Back to basic building a GraphQL server in Next.js using knex.js which is a SQL query builder that is flexible, portable, and fun to use!
Knex supports a good number of SQL database, although MongoDB is not one that it support for MongoDB is a NoSQL database. You access a SQL database by building a query like this:
knex.select().from('articles').orderBy('article_order', 'asc')
What I especially like is it's support for database migrations and seeding. Yes, you have to write the migration files and seed files by hand but they are easy to to do. In fact, instead of creating the table on a SQL table by hand, you can and you should create the table in your development machine using a migration file, so that the table can be created in the production database automatically. After adding the migration file, running the knex migrate:latest command will bring the system up to the latest migration.

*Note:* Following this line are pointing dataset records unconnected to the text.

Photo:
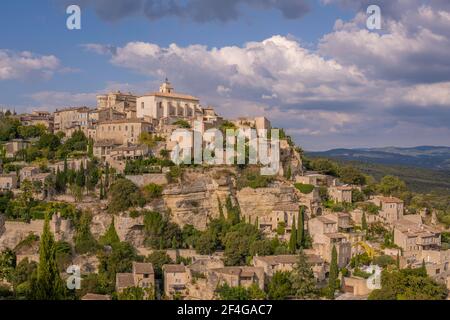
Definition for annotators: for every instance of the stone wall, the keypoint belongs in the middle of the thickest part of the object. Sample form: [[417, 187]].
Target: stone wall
[[259, 203], [145, 179], [15, 232]]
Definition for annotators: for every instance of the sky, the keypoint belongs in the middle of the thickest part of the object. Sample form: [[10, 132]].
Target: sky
[[310, 66]]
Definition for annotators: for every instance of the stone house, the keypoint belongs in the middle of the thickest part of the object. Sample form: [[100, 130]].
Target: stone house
[[167, 104], [142, 276], [315, 179], [8, 181], [282, 214], [237, 276], [14, 146], [65, 120], [273, 264], [26, 173], [176, 279], [413, 236], [437, 264], [340, 194], [113, 99], [37, 117], [325, 233], [95, 297], [391, 208], [122, 131]]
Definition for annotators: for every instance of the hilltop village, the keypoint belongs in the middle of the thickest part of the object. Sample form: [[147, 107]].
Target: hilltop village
[[95, 188]]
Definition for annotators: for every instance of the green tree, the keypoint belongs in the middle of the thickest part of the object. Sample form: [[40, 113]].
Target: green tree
[[280, 286], [84, 240], [301, 227], [124, 194], [110, 238], [391, 186], [48, 284], [302, 279], [137, 294], [333, 275], [7, 264], [158, 258], [364, 221], [293, 238]]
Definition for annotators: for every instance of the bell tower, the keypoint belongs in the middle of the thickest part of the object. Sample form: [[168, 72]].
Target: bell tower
[[166, 87]]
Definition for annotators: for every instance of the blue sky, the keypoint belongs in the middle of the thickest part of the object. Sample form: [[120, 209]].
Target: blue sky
[[342, 86]]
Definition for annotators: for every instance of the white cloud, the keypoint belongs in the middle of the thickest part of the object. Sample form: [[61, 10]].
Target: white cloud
[[21, 65]]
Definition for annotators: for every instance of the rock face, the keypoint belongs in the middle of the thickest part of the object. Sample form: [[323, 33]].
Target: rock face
[[196, 200], [15, 232], [2, 224], [128, 229], [261, 202]]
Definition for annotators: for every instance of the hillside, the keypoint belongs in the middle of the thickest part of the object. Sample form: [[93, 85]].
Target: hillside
[[429, 157]]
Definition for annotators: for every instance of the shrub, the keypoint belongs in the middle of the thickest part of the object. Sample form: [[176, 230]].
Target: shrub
[[304, 188]]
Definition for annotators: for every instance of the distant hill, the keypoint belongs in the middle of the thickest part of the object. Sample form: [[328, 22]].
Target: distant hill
[[424, 169], [437, 158]]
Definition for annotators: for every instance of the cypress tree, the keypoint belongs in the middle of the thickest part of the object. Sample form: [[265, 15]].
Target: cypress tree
[[334, 270], [102, 191], [110, 238], [221, 215], [66, 168], [301, 228], [293, 239], [304, 284], [91, 147], [364, 221], [48, 284], [80, 179]]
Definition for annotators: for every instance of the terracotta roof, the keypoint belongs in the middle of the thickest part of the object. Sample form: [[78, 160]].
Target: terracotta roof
[[412, 229], [141, 268], [125, 121], [238, 271], [93, 296], [290, 259], [124, 280], [172, 95], [174, 268], [390, 200], [325, 220]]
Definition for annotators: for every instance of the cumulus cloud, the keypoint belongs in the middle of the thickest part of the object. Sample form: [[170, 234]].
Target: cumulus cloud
[[20, 65], [195, 10], [358, 88]]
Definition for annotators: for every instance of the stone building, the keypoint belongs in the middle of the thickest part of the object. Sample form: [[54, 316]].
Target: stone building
[[37, 117], [142, 276], [113, 99], [325, 233], [237, 276], [391, 208], [8, 181], [122, 131], [273, 264], [315, 179], [413, 236], [14, 146], [340, 194], [167, 104], [176, 280]]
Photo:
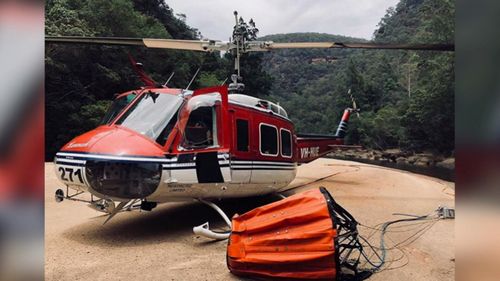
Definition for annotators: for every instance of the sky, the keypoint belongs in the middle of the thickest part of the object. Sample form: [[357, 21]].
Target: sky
[[215, 19]]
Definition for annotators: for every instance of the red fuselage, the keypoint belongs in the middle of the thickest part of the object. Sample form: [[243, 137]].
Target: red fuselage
[[170, 144]]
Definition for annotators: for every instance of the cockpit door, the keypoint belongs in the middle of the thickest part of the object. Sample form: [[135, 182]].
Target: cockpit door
[[204, 133]]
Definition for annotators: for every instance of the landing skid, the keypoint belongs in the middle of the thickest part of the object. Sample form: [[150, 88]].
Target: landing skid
[[105, 205]]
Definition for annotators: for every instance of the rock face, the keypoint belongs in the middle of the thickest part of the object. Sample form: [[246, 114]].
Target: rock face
[[448, 163]]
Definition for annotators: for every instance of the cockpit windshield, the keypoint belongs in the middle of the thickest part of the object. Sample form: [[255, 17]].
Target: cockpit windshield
[[116, 107], [153, 115]]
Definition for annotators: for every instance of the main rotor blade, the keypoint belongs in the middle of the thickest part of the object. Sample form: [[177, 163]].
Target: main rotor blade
[[302, 45], [191, 45]]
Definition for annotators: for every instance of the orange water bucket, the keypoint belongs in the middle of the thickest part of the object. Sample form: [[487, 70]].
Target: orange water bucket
[[293, 239]]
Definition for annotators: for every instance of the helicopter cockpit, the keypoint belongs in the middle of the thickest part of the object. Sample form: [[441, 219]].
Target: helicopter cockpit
[[200, 129], [155, 115], [152, 115]]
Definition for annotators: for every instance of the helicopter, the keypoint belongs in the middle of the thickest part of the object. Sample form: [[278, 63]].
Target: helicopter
[[160, 144]]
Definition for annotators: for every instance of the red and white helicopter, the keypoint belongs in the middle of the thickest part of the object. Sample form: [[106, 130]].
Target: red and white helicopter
[[160, 144]]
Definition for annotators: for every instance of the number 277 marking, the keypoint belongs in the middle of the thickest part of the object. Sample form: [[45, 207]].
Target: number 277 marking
[[68, 173]]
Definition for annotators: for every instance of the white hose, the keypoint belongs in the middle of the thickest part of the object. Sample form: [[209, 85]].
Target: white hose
[[204, 230]]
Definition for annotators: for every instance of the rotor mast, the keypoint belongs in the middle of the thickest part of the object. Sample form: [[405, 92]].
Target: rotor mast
[[238, 40]]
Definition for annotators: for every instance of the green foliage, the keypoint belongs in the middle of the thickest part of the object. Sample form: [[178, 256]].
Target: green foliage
[[82, 80], [406, 98]]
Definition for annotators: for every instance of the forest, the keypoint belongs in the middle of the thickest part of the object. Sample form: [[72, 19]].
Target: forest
[[406, 98]]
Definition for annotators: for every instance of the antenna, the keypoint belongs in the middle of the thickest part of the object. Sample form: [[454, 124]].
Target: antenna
[[238, 38], [168, 80], [223, 82], [192, 79]]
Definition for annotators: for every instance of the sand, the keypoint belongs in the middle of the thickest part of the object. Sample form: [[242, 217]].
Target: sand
[[160, 245]]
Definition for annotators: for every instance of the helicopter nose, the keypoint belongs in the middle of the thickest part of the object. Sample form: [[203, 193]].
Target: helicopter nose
[[114, 140], [114, 162]]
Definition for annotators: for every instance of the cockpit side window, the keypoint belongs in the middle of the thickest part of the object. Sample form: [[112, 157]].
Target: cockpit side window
[[201, 128]]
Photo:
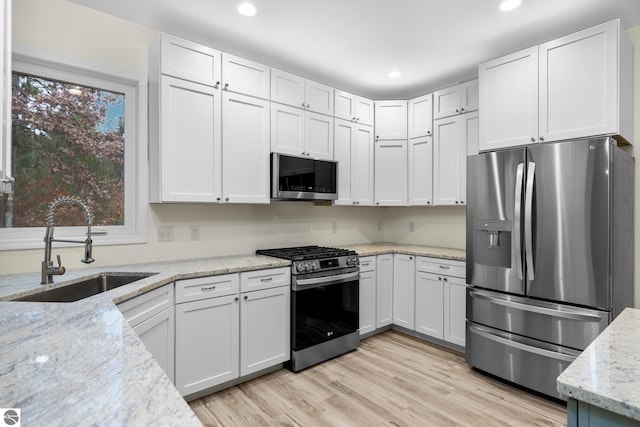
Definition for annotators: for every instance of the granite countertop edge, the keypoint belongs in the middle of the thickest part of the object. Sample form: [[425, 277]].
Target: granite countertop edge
[[606, 373]]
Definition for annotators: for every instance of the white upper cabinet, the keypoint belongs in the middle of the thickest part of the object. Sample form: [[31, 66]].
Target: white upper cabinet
[[421, 171], [189, 61], [242, 76], [582, 78], [245, 149], [301, 133], [298, 92], [390, 120], [459, 99], [353, 108], [390, 173], [576, 86], [451, 136], [421, 116], [353, 149]]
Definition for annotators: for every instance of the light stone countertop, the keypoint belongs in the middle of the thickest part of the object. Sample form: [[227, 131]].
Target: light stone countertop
[[607, 373], [81, 363]]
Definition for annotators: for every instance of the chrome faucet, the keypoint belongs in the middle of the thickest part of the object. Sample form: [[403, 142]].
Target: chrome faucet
[[48, 269]]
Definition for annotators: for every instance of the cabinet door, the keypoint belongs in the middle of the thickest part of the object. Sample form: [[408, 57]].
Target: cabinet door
[[245, 149], [455, 291], [318, 131], [404, 274], [207, 343], [190, 141], [447, 152], [318, 97], [189, 61], [265, 329], [391, 119], [344, 152], [367, 302], [287, 88], [364, 111], [579, 84], [421, 116], [429, 305], [157, 334], [390, 173], [384, 290], [362, 166], [509, 100], [421, 171], [287, 129], [345, 106], [242, 76], [446, 102]]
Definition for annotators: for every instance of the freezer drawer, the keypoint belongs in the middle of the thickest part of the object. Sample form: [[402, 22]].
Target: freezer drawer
[[530, 363], [559, 324]]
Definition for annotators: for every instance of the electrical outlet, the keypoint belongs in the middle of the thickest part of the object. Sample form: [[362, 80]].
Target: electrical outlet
[[195, 232], [165, 233]]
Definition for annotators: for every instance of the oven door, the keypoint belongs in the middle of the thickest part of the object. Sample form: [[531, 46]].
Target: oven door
[[324, 308]]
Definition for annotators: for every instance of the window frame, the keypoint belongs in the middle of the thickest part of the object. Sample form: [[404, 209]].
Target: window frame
[[134, 87]]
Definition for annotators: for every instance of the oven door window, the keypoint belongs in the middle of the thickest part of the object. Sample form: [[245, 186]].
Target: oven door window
[[324, 313]]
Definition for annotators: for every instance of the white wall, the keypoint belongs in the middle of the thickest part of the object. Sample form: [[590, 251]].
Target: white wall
[[64, 28]]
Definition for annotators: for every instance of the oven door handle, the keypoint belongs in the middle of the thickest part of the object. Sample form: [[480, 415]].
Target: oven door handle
[[326, 280]]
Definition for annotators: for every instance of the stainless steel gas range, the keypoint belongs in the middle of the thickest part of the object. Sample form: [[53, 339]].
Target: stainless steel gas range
[[324, 302]]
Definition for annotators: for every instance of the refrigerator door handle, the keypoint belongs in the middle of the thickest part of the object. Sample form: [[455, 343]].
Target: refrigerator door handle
[[517, 219], [528, 220], [575, 314], [521, 346]]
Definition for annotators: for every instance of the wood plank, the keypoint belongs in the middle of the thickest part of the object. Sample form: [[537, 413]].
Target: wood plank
[[392, 379]]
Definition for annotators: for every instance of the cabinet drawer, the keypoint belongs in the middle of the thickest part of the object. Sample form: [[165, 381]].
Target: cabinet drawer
[[206, 287], [147, 305], [367, 263], [265, 279], [444, 267]]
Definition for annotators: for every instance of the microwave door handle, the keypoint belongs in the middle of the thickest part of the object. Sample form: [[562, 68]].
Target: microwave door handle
[[528, 220], [518, 219]]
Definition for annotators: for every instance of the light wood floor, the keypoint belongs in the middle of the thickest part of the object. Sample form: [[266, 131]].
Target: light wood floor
[[391, 380]]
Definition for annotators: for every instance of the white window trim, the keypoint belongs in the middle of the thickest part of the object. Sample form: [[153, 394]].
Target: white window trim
[[136, 165]]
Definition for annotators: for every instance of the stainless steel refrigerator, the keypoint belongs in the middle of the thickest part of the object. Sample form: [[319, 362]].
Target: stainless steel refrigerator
[[549, 255]]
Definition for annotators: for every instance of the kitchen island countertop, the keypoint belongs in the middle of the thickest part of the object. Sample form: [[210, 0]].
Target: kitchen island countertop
[[607, 373]]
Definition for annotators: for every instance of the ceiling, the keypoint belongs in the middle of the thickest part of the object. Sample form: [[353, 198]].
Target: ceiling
[[353, 44]]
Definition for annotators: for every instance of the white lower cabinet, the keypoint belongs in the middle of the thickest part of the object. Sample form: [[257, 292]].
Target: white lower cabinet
[[403, 290], [151, 315], [440, 299], [264, 328], [367, 294], [384, 290], [207, 343]]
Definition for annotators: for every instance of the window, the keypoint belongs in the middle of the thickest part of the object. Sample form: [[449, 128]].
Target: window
[[75, 132]]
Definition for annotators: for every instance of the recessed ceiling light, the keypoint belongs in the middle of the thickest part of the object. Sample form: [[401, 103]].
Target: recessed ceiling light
[[247, 9], [510, 4]]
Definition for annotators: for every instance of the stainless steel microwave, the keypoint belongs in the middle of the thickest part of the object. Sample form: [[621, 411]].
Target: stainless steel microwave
[[303, 178]]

exports.up = function(knex) {
return knex.schema.createTable('sections', table => {
table.increments()
table.string('name').notNullable()
table.integer('section_order').notNullable()
table.timestamp('created_at').defaultTo(knex.fn.now())
table.timestamp('updated_at').defaultTo(knex.fn.now())
})
}
exports.down = function(knex) {
return knex.schema.dropTable('sections')
}
Running the knex seed:run command with the seed file below will seed the sections table.
exports.seed = function(knex) {
// Deletes ALL existing entries
return knex('sections').del()
.then(function () {
// Inserts seed entries
return knex('sections').insert([
{id: 1, name: 'Main', section_order: 1},
{id: 2, name: 'Blog', section_order: 2},
{id: 9, name: 'About', section_order: 9},
]);
});
};
Knex is just a thin layer on top of the normal SQL query, and it also supports raw SQL shall you desire it.
This little side project also showed me how all the pieces are tied together, namely GraphQL resolvers, typeDefs and Apollo server.